B) alternate hypothesis.
C) upper tail of the test statistic.
D) lower tail of the test statistic.
2. In a hypothesis test comparing two population means, we use the z distribution when:
A) the two population standard deviations are equal.
B) both populations have at least 4000 observations.
C) both population standard deviations are known.
D) at least one standard deviation is larger than 10.
3. For the hypothesis, H0: µ1 ≤ µ2, a random sample of 10 observations is selected from the first normal population and 8 from the second normal population. What is the number of degrees of freedom?
A) 18
B) 17
C) 16
D) 9
4. For the hypothesis, H0: µ1 ≤ µ2 (.01 significance level), a random sample of 10 observations is selected from the first normal population and 8 from the second normal population. Population standard deviations are unknown. What is/are the critical value(s)?
A) 2.583
B) -2.921, 2.921
C) -2.583, 2.583
D) -2.583
5. When testing a hypothesis of the means for two independent populations (population standard deviations unknown), what should be true?
A) At least one standard deviation is larger than 10.
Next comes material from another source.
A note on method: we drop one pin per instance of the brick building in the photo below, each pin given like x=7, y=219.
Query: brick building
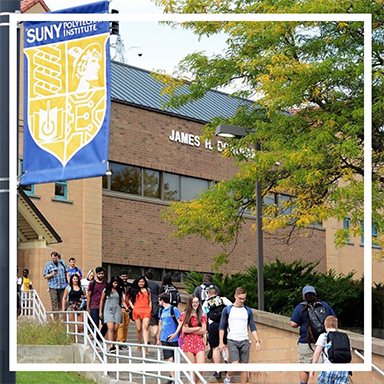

B) Both populations are normally distributed.
C) The samples sizes selected from each population must be equal.
D) Both B and C.
6. To conduct a test of means for two independent populations, which of the following is required?
A) The z-statistic is the test statistic.
B) The t-statistic is the test statistic.
C) At least one standard deviation is larger than 10.
D) Sampling from the two populations must be random.
7. Another way to state the null hypothesis, H0: µ1 = µ2, is:
A) H0: µ1 ≤ µ2
B) H0: µ1 - µ2 = 0
C) H0: µ1 ≥ µ2
D) H0: µ1 - µ2 ≠ 0
8. To conduct a test of hypothesis for dependent populations, we assume that:
A) the distribution of the difference between the sampled paired observations follows the normal distribution.
B) both samples are at least 30.
C) the samples are unrelated.
D) at least one standard deviation is larger than 10.
9. When conducting a test of hypothesis for dependent samples,
A) the sample size should be at least 30 pairs of observations.
B) the significance level is more than .05.
C) the p-value is more than .10.
D) None of the above.
10. Which of the following is necessary to determine a p-value?
A) Knowledge of whether the test is one-tailed or two-tailed
B) The value of the test statistic
C) The level of significance
D) Both A and B
11. To test H0: µ1 = µ2 using a significance level of 0.05, a z-test statistic of 2.06 was computed. Based on the p-value,
A) Accept the null hypothesis.
B) Fail to reject the null hypothesis.
C) Reject the null hypothesis.
D) Reject the alternative hypothesis.
12. To test H0: µ1 ≤ µ2 using a significance level of 0.05, a z-statistic of 1.55 was computed. Based on a p-value,
A) The null hypothesis is accepted.
B) Fail to reject the null hypothesis.
C) Reject the null hypothesis.
D) Reject the alternative hypothesis.
13. A company is interested in knowing the effects of a computer training program. The company randomly selected 25 employees and measured their computer skills before and after the training program. To test the hypothesis, H0: µ1 = µ2, populations are:
A) independent.
B) dependent.
C) unrelated.
D) equal.
14. A company is interested in investigating the effects of a computer training program. The company randomly selected 25 employees and measured their computer skills before and after the training program. To test the hypothesis, H0: µ1 = µ2, the test statistic is the:
A) z distribution.
B) t distribution with 49 degrees of freedom.
C) t distribution with 23 degrees of freedom.
D) t distribution with 50 degrees of freedom.